“What Should I Watch Next?” — Exploring Movie Recommender Systems, part 1: Popularity

Eve Ben Ezra
Towards Data Science
10 min readJul 8, 2019

--

Recommender systems. What are they, and why should you care?

Well, it turns out, everywhere uses recommender systems these days. The New York Times, Reddit, YouTube, and Amazon (to name a few) all make use of these systems in various ways to drive traffic and sales, and bring you, the user, what you’re looking for.

When people think of movie recommenders, they’ll most frequently think about Netflix, whose algorithm is such to keep users coming back again and again to watch new and exciting things.

I decided to make my own recommender system, so that I could recommend myself new movies to watch. I created four different systems, from simple to more complex: A popularity filter, a content-based recommender, a collaborative recommender using SVD matrix factorization, and a hybrid recommender of both the collaborative and content-based.

In the first post of this series, I’ll be talking about the data process, and exploring how I made my popularity filter.

Deciding on data

There are several ready-to-use movie datasets out there.
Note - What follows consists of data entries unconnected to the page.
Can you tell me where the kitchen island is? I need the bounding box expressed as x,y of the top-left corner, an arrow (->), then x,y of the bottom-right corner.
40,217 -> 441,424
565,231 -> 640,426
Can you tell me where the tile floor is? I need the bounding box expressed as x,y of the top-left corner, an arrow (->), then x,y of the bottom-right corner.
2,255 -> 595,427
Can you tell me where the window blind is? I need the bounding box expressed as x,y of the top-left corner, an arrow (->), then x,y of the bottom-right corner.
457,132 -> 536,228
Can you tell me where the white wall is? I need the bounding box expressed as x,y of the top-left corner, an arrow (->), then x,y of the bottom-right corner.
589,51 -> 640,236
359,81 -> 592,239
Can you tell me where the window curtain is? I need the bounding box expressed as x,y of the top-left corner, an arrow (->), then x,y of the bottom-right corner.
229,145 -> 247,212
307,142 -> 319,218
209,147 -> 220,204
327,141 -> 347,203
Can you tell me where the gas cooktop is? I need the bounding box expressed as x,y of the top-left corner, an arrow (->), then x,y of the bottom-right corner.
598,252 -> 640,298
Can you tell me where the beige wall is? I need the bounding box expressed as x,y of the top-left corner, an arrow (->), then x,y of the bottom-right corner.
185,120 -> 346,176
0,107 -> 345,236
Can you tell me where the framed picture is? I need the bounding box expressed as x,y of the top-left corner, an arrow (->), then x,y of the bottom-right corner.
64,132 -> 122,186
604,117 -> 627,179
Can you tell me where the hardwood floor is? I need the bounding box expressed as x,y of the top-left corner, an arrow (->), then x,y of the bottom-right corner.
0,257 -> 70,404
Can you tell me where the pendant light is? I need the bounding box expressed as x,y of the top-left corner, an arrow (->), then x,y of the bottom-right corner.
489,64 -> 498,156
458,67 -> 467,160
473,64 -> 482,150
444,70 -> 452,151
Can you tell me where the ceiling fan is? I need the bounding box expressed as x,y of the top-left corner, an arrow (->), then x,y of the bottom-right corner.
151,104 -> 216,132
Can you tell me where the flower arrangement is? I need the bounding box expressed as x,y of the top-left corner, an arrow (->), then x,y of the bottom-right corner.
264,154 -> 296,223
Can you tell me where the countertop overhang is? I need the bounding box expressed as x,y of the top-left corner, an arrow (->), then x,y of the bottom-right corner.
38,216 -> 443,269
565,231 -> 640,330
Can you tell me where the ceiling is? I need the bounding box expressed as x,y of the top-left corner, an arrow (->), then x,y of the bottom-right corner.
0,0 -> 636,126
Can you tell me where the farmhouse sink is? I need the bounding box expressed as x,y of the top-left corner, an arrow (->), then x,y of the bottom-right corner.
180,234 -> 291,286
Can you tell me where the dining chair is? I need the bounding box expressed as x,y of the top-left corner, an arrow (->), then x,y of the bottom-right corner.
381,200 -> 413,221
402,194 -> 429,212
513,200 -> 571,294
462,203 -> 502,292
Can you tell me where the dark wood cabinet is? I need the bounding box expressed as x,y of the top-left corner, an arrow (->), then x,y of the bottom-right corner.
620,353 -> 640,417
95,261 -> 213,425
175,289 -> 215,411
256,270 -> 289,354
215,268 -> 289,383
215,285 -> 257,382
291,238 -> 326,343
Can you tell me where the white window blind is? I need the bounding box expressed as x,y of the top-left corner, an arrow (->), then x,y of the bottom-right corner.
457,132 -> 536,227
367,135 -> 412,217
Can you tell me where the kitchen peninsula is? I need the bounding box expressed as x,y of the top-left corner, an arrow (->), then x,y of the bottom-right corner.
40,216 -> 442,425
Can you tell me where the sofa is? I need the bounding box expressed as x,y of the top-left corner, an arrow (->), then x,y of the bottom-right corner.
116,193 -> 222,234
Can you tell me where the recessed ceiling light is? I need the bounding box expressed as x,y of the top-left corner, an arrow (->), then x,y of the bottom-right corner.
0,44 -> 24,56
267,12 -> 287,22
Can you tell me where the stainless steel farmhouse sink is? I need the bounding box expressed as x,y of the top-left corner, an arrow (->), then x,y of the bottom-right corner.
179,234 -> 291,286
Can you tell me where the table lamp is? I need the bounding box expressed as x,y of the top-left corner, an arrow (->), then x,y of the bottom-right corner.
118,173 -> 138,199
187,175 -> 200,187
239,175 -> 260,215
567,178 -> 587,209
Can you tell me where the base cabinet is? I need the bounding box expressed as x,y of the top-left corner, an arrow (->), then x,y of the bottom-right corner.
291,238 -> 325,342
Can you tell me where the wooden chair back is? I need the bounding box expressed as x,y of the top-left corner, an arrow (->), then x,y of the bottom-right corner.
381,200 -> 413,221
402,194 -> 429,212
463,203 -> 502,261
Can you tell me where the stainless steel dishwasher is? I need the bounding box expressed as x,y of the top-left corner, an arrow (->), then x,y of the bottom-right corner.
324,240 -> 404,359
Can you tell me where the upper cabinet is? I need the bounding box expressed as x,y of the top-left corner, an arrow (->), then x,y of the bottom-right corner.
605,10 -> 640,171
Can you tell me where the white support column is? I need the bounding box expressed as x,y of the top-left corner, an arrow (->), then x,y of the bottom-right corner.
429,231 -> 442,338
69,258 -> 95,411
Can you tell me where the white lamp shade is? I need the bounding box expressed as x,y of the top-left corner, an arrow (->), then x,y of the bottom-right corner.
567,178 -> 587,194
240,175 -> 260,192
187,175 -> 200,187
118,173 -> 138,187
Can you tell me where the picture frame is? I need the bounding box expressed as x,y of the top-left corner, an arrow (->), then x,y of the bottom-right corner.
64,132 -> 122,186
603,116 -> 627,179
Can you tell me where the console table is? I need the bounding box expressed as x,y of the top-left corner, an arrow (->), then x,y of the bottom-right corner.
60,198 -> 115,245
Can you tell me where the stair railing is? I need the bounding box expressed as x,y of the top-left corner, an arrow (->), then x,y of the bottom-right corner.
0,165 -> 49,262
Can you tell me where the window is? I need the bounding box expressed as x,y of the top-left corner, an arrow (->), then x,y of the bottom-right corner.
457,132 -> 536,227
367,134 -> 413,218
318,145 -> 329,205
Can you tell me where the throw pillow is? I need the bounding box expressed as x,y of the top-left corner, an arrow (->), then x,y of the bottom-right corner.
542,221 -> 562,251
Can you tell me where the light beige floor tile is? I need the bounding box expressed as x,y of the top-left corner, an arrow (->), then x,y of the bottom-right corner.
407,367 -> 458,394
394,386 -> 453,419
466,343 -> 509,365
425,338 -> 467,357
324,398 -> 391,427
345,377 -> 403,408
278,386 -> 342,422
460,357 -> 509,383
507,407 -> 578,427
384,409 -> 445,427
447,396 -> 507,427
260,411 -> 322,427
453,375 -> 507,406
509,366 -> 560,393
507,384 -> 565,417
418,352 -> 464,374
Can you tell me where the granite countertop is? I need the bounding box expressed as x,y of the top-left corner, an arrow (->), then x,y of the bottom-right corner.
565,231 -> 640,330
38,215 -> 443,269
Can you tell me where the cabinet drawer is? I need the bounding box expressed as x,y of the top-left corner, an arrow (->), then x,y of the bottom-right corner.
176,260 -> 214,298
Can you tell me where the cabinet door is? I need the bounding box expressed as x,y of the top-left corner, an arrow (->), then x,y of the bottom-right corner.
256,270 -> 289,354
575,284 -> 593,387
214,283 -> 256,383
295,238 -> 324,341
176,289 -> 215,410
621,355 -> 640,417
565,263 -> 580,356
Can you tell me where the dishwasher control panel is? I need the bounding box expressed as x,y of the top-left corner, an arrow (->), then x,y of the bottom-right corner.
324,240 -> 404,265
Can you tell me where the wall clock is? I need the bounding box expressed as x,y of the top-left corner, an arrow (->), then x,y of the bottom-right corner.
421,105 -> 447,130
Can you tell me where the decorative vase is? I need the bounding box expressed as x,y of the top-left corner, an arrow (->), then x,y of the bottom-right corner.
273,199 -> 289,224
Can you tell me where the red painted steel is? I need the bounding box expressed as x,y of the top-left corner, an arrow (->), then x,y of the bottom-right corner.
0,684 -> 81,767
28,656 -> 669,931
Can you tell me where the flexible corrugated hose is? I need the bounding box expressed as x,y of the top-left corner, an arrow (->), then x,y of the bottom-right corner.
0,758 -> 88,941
The most well known are probably the MovieLens datasets. If you had a website of your own like Netflix, you could use internal, explicit data from users to help recommend movies. Youtube, for example, uses average view duration (how many minutes, on average, of your video is watched) in their algorithm. Reddit uses weighted user votes to put popular posts on their ‘front page’. Instagram looks at which ads you click and how you navigate around the world wide web as a whole (apparently it has to do with if you’re logged into your Facebook account, since Facebook owns Instagram). As you might already know if you’ve found your way here: data is valuable.

Of course, I do not have access to internal metrics like ratings, demographics, or anything else, since I don’t have an app or site that actually recommends movies. Therefore, for that portion of my recommender system, I decided to use the MovieLens 20M Dataset from GroupLens. This gave me 20 million ratings from 138,000 users (138,001, since I added my own ratings) on 27,000 movies. A good set to start with, for sure!

However, it was missing a few key features that I really wanted to use for my content-based recommender. First, I didn’t want to just use 27,000 movies. I wanted a movie recommender that could deep dive into the pits of filmography and pull out some dusty diamond of a movie that would appease even the mustiest of critics (think Anton Ego from Pixar’s 2007 movie, Ratatouille). Therefore, for my popularity and content-based recommenders, I scraped my own data from IMDB using IMDB’s available datasets to gather movie IDs, and then OMDBAPI to scrape metadata from 265,000 movies.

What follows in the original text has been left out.